The Coors family rates an uncensored segment of A&E's Biography later this month, a one-hour episode scheduled for January 28 that "looks at the private, proud, right-wing, born-again, highly controversial and remarkably successful family that has won renown with its signature beer," according to the program listings. But although the show will delve into Coors's controversial past, it fails to uncover one of the company's best-kept secrets: Barmen.

That's the name of a new brew created to match a beer that Peter Coors found in Germany last year--and named after the town where Adolph Coors was born in 1847. So far it's only available (on tap, at $4 a draw) in three Denver restaurants: 240 Union (240 Union in Lakewood), The Fourth Story (2955 East First Avenue) and Marlowe's (511 16th Street). Barmen is hard to find, but it's worth the search; the high-end designer pilsner even comes in a specially shaped glass, with gold lettering that announces it's a "German brewing legacy."

Colorado, this non-Bud's for you.
There may be no such thing as free beer, but the wine is almost free at the Red Wine and Fish event January 21 at the Metropolitan State Center for the Visual Arts, 1701 Wazee Street. For $35, participants get all the red vino they want, as well as unlimited samples from entrees prepared by sponsor McCormick's Fish House & Bar. This is also a good chance for karma in the new year, since proceeds benefit the Volunteers of America Guild. Space is limited, so call 297-0408 soon.

Openings and closings: Although Pat Miller, the "Gabby Gourmet," gabs on through her Saturday KHOW-AM radio show, she won't be doing any face time anytime soon. When she arrived at Channel 7 for her standard restaurant gig last week, Miller was told that her services were no longer needed. After fifty years of business at 2030 Larimer Street, Johnnie's Market closed last fall; owner Ed Maestas's decades of service to the neighborhood will be honored with a Martin Luther King Jr.
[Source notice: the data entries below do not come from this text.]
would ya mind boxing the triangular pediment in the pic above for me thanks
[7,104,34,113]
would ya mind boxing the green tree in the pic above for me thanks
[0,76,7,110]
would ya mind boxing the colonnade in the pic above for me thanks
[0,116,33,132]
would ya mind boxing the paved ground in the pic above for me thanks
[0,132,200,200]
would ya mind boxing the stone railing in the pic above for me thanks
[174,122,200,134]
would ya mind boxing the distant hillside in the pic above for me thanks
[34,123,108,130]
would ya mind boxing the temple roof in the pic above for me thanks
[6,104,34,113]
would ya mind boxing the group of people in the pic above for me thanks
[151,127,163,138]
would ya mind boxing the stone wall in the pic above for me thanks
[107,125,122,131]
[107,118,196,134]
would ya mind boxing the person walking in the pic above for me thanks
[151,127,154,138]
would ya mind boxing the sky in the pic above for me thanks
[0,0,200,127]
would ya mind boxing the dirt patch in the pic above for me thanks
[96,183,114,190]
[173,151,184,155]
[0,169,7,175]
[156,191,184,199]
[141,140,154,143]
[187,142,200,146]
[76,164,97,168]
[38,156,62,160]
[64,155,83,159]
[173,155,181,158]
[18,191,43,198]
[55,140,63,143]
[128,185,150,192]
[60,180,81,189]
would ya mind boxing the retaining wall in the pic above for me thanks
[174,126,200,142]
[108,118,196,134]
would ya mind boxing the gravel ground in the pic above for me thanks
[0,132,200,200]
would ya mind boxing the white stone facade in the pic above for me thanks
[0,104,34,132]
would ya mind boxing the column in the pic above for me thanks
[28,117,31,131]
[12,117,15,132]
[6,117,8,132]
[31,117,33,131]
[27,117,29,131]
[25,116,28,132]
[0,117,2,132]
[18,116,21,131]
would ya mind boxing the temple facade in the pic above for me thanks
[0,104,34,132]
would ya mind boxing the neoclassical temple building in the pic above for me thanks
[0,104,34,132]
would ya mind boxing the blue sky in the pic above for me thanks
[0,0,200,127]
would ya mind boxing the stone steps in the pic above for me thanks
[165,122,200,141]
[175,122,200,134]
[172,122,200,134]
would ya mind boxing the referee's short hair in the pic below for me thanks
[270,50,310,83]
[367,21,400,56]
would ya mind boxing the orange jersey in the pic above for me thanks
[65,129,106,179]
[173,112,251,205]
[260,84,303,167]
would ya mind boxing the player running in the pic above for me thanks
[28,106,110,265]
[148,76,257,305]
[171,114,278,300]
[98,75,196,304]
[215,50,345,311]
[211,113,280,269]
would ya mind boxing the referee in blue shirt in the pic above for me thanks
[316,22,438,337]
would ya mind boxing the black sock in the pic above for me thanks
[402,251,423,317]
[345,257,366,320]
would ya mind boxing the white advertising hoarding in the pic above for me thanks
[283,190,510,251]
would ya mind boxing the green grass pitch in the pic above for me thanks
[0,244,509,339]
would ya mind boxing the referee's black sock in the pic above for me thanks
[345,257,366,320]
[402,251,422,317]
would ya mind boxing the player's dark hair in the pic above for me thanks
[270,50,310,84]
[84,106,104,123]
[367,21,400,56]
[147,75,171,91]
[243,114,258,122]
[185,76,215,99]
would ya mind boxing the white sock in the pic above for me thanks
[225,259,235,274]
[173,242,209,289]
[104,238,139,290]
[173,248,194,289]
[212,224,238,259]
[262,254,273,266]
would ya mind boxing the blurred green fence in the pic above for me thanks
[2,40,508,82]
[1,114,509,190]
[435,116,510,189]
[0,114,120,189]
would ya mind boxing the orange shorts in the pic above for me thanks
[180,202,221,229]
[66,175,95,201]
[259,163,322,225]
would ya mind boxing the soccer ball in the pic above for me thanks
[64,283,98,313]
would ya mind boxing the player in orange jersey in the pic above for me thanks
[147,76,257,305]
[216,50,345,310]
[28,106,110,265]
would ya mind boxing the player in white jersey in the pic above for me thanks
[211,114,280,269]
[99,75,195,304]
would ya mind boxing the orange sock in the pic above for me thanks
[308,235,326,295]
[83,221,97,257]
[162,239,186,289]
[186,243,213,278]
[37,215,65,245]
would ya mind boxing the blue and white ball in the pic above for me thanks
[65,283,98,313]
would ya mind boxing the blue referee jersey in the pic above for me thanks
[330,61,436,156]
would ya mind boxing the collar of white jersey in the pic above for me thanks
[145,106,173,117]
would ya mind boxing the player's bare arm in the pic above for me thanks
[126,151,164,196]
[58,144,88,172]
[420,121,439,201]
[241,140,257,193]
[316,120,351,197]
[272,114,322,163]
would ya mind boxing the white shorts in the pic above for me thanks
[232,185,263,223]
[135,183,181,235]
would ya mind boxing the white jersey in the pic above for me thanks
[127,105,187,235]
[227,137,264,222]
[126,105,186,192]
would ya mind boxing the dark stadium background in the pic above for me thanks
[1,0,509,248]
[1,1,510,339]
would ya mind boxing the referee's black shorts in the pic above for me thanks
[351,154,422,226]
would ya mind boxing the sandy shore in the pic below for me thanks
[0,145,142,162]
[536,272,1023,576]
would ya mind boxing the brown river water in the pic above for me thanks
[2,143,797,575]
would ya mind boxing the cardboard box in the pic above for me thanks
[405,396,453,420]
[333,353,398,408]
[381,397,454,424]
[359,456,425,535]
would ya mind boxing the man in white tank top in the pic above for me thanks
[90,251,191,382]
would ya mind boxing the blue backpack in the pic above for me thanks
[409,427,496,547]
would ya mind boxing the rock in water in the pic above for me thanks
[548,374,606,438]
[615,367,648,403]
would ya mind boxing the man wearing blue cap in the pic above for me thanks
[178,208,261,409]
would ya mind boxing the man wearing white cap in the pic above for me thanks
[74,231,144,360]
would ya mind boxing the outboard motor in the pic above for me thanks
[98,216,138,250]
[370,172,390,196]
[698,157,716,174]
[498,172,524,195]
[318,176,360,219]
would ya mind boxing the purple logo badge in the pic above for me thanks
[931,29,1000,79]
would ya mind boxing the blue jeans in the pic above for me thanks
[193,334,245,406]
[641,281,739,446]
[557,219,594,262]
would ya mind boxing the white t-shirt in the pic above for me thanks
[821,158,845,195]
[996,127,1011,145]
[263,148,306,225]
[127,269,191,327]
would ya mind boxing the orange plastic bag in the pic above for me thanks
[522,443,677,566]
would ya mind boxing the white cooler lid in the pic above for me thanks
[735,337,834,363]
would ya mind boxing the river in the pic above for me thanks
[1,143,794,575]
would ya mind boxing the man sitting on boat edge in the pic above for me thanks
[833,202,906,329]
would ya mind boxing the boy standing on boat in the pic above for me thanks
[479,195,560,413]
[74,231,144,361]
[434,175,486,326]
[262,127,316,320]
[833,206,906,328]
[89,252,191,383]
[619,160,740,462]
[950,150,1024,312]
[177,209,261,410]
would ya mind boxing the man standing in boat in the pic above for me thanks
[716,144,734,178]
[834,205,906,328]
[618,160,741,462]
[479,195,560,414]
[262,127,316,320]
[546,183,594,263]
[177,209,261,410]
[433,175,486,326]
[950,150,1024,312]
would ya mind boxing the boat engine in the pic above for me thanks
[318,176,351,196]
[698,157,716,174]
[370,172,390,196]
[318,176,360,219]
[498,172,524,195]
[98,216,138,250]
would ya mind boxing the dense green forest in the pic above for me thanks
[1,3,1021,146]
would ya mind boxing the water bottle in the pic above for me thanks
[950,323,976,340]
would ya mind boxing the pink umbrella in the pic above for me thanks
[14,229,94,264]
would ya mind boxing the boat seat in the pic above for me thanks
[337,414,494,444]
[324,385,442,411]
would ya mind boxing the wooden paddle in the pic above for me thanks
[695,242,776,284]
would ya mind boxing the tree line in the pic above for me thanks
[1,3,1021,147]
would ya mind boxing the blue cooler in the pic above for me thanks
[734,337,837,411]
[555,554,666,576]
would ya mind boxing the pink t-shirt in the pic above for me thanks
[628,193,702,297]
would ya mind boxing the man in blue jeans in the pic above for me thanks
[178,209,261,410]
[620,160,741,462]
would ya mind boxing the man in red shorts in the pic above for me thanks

Business Responsibility Award at a ceremony January 16.

Don't panic if you've heard that Highland's Garden Cafe (Today's Gourmet), at 3927 West 32nd Avenue, is closed. It is, but only until sometime in February, when the owners will have completed their takeover and remodeling of the house next door. That means more space, which means more of us will be able to get into this wonderful restaurant. Then again, the answering machine at 1512 Lawrence, which took over the old space at (surprise) 1512 Lawrence occupied by Mel and Janie Master's Top Hat, says the restaurant is closed for the holidays--but as of Monday, it hadn't reopened. That location, which held a long string of chili-and-beer joints like Charlie & Barney's before it went upscale, has all the hallmarks of a real kiss-of-death address. Another kiss-of-death spot, at the corner of 9th Avenue and Lincoln, once the home of the Paradise Bar & Grill, the trying-harder Lincoln 100 and, recently, a stream of wildly unsuccessful ventures, will get new life from the folks who own Cafe Papillon (250 Josephine). They reportedly plan to open a high-end seafood place, a project that's already gobbled up the next-door Garbo's--a gay bar that was once the greatest place in town to watch Dynasty.